An individual may be served by delivering a copy of the summons and complaint to him personally "or by leaving copies thereof at the defendant's dwelling house or usual place of abode with some person of suitable age and discretion then residing therein." OCGA § 9-11-4(e)(7). An individual who is at least 15 years old is of a "suitable age" under this Code section. Trammel v. Nat. Bank of Ga., 159 Ga.App. 850, 852(1), 285 S.E.2d 590 (1981). "When weighing a defendant's affidavit against a return of service, which was the situation in the present case, a trial court is authorized to find the affidavit insufficient to overcome the presumption of correctness of the return of service." Shields v. Gish, 280 Ga. 556, 559(3), 629 S.E.2d 244 (2006). Here, Alcon's affidavit does not state that he does, not live at the Fox Street address, only that Petrona Felipe did not live there. Alcon does not say where he lived, only that he never lived at Yalaha Street and did not know Felipe. He received the documents, as evidenced by the fact that he timely answered the complaint.

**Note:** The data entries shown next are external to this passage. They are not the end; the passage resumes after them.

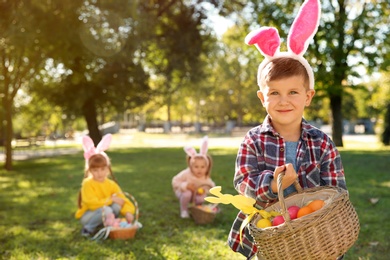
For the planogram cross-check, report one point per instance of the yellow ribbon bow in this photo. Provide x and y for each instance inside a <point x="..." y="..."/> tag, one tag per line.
<point x="245" y="204"/>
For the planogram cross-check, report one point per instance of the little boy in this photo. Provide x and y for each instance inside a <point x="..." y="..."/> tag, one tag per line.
<point x="285" y="141"/>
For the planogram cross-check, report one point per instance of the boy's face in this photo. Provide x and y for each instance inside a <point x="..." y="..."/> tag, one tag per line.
<point x="285" y="100"/>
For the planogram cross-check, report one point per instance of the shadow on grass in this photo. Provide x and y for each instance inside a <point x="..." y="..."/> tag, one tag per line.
<point x="38" y="201"/>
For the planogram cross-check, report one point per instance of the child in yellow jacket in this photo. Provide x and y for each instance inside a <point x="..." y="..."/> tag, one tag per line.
<point x="99" y="195"/>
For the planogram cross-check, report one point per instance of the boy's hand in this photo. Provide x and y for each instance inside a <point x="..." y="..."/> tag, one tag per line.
<point x="289" y="177"/>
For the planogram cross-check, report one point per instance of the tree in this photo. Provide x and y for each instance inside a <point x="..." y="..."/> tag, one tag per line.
<point x="21" y="55"/>
<point x="100" y="63"/>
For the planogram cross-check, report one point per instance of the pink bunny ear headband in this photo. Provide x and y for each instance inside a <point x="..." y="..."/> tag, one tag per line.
<point x="89" y="147"/>
<point x="303" y="29"/>
<point x="191" y="152"/>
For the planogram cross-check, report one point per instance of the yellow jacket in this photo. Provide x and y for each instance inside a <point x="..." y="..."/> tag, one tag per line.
<point x="96" y="194"/>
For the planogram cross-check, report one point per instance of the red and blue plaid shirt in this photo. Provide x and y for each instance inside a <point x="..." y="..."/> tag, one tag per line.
<point x="262" y="150"/>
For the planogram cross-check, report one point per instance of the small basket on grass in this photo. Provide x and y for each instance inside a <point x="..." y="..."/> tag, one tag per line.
<point x="127" y="232"/>
<point x="324" y="234"/>
<point x="203" y="213"/>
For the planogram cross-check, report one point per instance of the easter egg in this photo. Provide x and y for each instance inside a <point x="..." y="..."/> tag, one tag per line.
<point x="263" y="223"/>
<point x="278" y="220"/>
<point x="293" y="211"/>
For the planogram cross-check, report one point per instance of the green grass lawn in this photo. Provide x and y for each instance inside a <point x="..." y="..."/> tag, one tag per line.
<point x="38" y="201"/>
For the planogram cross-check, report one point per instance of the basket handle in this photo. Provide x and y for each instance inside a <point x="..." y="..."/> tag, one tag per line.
<point x="284" y="211"/>
<point x="131" y="197"/>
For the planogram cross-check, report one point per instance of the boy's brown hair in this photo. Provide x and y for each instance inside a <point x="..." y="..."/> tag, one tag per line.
<point x="281" y="68"/>
<point x="210" y="162"/>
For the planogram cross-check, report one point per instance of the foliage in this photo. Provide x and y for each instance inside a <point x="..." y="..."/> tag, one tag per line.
<point x="38" y="202"/>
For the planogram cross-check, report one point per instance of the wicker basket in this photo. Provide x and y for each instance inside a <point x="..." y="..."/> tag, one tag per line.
<point x="324" y="234"/>
<point x="126" y="232"/>
<point x="202" y="214"/>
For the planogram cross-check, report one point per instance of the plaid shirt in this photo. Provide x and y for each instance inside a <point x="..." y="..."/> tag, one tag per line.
<point x="262" y="150"/>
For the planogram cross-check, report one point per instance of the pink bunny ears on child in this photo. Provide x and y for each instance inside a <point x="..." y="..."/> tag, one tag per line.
<point x="303" y="29"/>
<point x="89" y="147"/>
<point x="191" y="152"/>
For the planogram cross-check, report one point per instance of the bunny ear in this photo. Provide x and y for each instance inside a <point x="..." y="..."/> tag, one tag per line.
<point x="266" y="40"/>
<point x="205" y="145"/>
<point x="87" y="143"/>
<point x="104" y="143"/>
<point x="190" y="151"/>
<point x="304" y="26"/>
<point x="88" y="146"/>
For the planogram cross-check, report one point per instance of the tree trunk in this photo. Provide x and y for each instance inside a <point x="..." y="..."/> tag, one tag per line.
<point x="90" y="115"/>
<point x="337" y="122"/>
<point x="8" y="134"/>
<point x="386" y="130"/>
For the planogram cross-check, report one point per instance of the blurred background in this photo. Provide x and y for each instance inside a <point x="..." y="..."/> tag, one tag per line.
<point x="179" y="66"/>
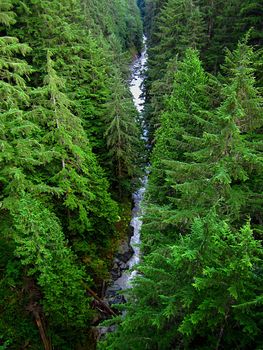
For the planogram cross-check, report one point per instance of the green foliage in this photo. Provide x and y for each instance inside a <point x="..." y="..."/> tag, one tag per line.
<point x="122" y="134"/>
<point x="57" y="215"/>
<point x="188" y="294"/>
<point x="40" y="245"/>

Like the defendant in Carter v. Progressive Ins. Co., supra, 246 Ga.App. at 564, 541 S.E.2d 418, Alcon offered no evidence corroborating his testimony that he did not live at the Yalaha Street address, such as proof of his residency elsewhere. Similarly, nothing corroborated his claim that he did not know Felipe. The sheriff's deputy in the original action also found the Yalaha Street address to be Alcon's place of abode. Because "Georgia law is clear that in a case of the defendant's word against the deputy sheriff's word, the presumption favors the sheriff's return of service," the trial court did not abuse its discretion in denying Alcon's motion to dismiss the complaint for insufficient service. GMAC Mtg. Corp. v. Bongiorno, 277 Ga.App. 328, 329, 626 S.E.2d 536 (2006); Carter v. Progressive Ins. Co., supra.
4. Given our holding in Division 3, Alcon's claim that the trial court should have vacated its July 2006 discovery order because he had *190 not been properly served with the complaint lacks merit.
Judgment affirmed.
SMITH, P.J., and MILLER, J., concur.